In this case, a close reading of the complaint and prayer for relief shows that the appellees were primarily seeking a declaratory judgment. It is true that the appellees sought temporary relief to prevent entry of a default against them until the district court could pass on the action for a declaratory judgment. This issue, however, became moot before it reached the stage at which a three-judge court would have been required. At the initial hearing for temporary relief, the counsel for the state advised the district court that the state would voluntarily refrain from any action against appellees pending the resolution of the constitutional claim. Thus, this case did not even reach the level of a temporary restraining order and the district court entered no order of any type, apparently relying on the word of counsel for the state.
From the lack of any evidence in the record to the contrary, it appears that neither party ever sought a three-judge panel in the court below. Waiver, of course, does not apply to jurisdictional matters and this is not fatal. We are confident that had either party sought a three-judge panel following the mooting of the request for temporary relief, it would have been properly denied since all that remained was an action for a declaratory judgment. As previously noted, such an action can be handled by a single district judge.
Thus, there can be no objection until the district court entered its order which included the permanent injunction, relief which was not even asked for in the prayer of the complaint. We therefore hold that the injunctive relief granted goes beyond the complaint and also beyond the jurisdiction of the single judge court. We see no reason, however, to reverse the declaratory judgment. As noted, up until the excesses of the district court in granting an injunction, this case was not properly a three-judge matter. Should the appellees or any others desire an injunction prohibiting the use by state authorities of the statute in question, the matter would then be proper for three-judge resolution.
Since the State of Florida did not challenge the correctness of the district court's resolution of the constitutional issue in this appeal, we shall not pass on it.
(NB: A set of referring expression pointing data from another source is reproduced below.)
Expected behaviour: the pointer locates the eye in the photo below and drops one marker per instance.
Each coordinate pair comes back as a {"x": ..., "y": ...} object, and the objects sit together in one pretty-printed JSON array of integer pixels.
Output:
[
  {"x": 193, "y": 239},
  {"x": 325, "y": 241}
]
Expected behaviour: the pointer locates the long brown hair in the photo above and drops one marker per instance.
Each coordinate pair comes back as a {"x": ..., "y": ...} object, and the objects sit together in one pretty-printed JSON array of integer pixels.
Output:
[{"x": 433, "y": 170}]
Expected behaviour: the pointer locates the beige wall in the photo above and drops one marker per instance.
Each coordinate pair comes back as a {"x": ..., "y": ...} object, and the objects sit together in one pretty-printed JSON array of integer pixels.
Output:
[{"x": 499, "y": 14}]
Reversed in part and affirmed in part.
Rule 18, 5 Cir.; See Isbell Enterprises, Inc. v. Citizens Casualty Co. of New York et al., 5 Cir. 1970, 431 F.2d 409, Part I
475.30 Answers, motions and defaults
(1) The defendant named in an information shall file with the commission a verified answer thereto, and, if he be so advised, a motion to quash the information, on or before the date fixed in the notice required by Sec. 475.26. The filing of an answer to the information shall waive any defect in, or objection to, the notice, or want of notice. The answer shall admit or deny each fact alleged, except mere matters of inducement, or formal allegations, in the information, or avoid the effect thereof by a recital of the facts as defendant conceives them to be, and each issuable fact not denied in one of the manners aforesaid, shall be deemed to be admitted. No admission or allegation of the defendant made in an answer, motion or on the trial, shall be evidence against him in any civil or criminal proceeding, except upon a trial of a charge of perjury against him. All allegations of an answer not admitted in the information shall be deemed denied by the plaintiff.